Modern marriages go bad in ‘Gone Girl’ and ‘The One I Love’

Buried somewhere beneath the button-pushing gender politics and all-too-convenient plot twists in “Gone Girl,” there are some mildly interesting points being made about modern marriage. But after two and a half hours of soapy ridiculousness that wouldn’t be out of place on “The Bold and the Beautiful,” the movie just seems like cruel and unusual punishment.

The film’s title not only refers to the fact that Amy Dunne (Rosamund Pike) has literally gone missing at the beginning of this tonally uneven thriller but also that she checked out of her marriage years earlier. Her emotionally stunted husband, Nick (Ben Affleck), has done the same.

Flashbacks of their sexually charged courtship and early heyday are presented along with the present-day story, where Nick is under heavy suspicion for her murder. He’s also a philandering jerk who’s having a hard time feeling too bad about her disappearance.

Director David Fincher‘s masterstroke was casting Affleck, who has his typical hollow look behind the eyes that fits the part perfectly. But when the circumstances change — and they do, wildly so — Affleck doesn’t have the range it takes to be convincing and drive home some of the story’s outrageous turns.

“Gone Girl” is based on the best-selling novel by former Kansas University student and Kansas City native Gillian Flynn, who also single-handedly adapted the screenplay. Her sexually frank and often mean-spirited outlook on modern relationships is fresh, but too often Amy (in flashbacks) and Nick spout dialogue and narration that seems more agenda-based than character-based.

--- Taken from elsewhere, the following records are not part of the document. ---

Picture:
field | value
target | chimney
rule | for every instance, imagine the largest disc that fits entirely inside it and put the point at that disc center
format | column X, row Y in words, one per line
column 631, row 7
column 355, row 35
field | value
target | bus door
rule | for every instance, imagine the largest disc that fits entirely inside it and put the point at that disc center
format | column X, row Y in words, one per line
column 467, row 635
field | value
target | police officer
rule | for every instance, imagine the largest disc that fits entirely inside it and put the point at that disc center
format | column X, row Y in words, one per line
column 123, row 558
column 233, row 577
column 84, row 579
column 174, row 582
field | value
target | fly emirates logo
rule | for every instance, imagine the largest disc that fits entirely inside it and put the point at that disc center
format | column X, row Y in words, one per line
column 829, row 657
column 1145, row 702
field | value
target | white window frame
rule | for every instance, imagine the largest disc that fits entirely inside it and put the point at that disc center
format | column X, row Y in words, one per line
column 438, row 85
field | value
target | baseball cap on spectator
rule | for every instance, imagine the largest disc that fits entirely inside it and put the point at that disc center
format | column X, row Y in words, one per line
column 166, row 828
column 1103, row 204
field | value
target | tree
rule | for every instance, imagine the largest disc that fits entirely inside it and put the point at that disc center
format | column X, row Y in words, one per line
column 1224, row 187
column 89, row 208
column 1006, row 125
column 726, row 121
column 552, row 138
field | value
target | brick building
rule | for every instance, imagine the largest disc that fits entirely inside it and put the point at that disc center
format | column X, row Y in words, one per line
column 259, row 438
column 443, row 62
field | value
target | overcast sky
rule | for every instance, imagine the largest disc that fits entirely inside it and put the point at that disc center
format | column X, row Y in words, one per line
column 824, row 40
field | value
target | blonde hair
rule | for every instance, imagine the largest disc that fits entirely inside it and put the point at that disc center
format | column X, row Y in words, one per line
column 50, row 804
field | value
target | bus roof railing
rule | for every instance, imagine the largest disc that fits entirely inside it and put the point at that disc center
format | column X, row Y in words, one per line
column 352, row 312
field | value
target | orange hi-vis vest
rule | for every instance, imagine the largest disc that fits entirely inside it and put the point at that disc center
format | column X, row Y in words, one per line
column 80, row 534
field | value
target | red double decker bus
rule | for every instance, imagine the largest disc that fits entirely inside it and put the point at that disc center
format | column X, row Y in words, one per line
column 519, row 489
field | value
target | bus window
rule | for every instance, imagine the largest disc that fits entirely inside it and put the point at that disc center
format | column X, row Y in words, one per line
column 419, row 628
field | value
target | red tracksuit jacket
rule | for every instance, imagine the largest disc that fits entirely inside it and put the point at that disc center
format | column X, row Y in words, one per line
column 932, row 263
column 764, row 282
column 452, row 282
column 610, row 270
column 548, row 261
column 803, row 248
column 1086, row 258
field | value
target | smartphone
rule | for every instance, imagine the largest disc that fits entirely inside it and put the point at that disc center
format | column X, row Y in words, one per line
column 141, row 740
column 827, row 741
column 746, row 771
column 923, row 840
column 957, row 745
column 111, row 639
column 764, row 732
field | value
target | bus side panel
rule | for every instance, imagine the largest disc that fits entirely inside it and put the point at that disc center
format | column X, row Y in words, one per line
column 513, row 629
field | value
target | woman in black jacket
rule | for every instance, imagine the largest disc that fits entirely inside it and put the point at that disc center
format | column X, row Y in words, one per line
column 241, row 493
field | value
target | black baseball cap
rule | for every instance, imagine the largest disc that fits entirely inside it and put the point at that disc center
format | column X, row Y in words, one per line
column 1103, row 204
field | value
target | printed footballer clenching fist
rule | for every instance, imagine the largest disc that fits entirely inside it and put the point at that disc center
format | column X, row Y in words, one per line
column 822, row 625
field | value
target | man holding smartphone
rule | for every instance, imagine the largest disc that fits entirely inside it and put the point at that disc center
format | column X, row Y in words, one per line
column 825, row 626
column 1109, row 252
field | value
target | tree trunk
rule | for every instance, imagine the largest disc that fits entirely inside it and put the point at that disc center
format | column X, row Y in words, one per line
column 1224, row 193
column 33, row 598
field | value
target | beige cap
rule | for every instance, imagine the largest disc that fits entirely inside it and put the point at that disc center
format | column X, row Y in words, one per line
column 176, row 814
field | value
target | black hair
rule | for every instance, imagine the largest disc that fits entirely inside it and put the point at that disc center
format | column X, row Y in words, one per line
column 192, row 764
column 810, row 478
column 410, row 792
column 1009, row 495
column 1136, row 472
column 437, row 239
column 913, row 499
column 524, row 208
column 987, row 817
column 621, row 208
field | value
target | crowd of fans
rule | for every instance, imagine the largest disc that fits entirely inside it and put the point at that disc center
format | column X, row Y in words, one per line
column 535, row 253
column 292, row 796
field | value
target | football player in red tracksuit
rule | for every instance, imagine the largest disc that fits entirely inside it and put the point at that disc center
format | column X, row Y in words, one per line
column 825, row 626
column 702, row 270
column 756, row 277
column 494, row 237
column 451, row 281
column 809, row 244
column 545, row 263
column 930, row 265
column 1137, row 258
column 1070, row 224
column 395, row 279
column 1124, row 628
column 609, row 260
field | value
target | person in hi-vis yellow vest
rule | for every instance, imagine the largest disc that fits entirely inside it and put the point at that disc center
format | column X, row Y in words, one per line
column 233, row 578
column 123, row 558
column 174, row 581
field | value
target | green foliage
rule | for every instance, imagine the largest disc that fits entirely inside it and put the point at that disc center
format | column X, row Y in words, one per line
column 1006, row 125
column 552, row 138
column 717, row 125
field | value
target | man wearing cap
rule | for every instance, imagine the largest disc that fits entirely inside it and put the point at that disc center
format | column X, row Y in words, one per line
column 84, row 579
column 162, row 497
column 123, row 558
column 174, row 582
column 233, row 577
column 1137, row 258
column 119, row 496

Fincher (“Zodiac,” “Seven”) is reliably dark, infusing the first half of “Gone Girl” with the appropriate amount of dread and red-herring doubt. Once the film shifts gears into a scattershot serial-drama-cum-media satire, he’s less reliable, however, and loses control.

The final act drags and drags while it struggles to refocus, and the characters become disappointing clichés. Pike is buried under the weight of the script’s wannabe high-minded trash, and Affleck can’t commit to Nick’s unlikely turnaround.

Fincher collaborators Trent Reznor and Atticus Ross also have a couple “look at me” menacing moments in the score, but their contribution, too, is hampered by wildly differing tones.

“Gone Girl” wants to be lots of different kinds of movies and ultimately fails at being very good at any of them. There are wiser films about marriages that fall apart and more savvy eviscerations of the snap-judgment media culture.

Once one of the main characters is shown to be a psychopath, it may make the preposterous reveal a little easier to swallow, but it cheapens any deeper discussion of the other issues. One day we’ll look back and chuckle at how seriously people took “Gone Girl” the same way we do now at “Fatal Attraction.”

Speaking of rocky marriages, the couple in “The One I Love,” opening at Liberty Hall, moves from therapy sessions to a vacation retreat in the hopes of re-establishing trust in their relationship. When they first arrive, things couldn’t be going any better.

The problems that Sophie (Elizabeth Moss) has with Ethan (Mark Duplass) seem to evaporate immediately, and they spend a sensual, romantic night together. But all is not what it seems in this sci-fi-inflected tale, and people don’t turn into idealized versions of themselves overnight. A new divide opens between the two when Ethan decides he has to “figure out” what’s going on.

Directed by Charlie McDowell, “The One I Love” is a modestly mounted indie film with some great performances and a novel premise. Duplass and Moss have great timing and they pull off some inventive gags with aplomb, selling some of the more heady concepts of Justin Lader‘s inventive script.

Moss has the trickier part, because Sophie’s need to reconnect is almost blinding. Her husband is more practical about their unusual situation, while Sophie wears her wounded heart on her sleeve.

That “The One I Love” has an ending that’s thematically similar (and almost as obtuse) as “Gone Girl” says something about the state of modern marriage today. Both films deal with the constant negotiation that it takes to pull off a long-term relationship, and both have similarly cynical attitudes when its all said and done.

It’s ironic that the “One” that sports a sci-fi premise is the more believable of the two.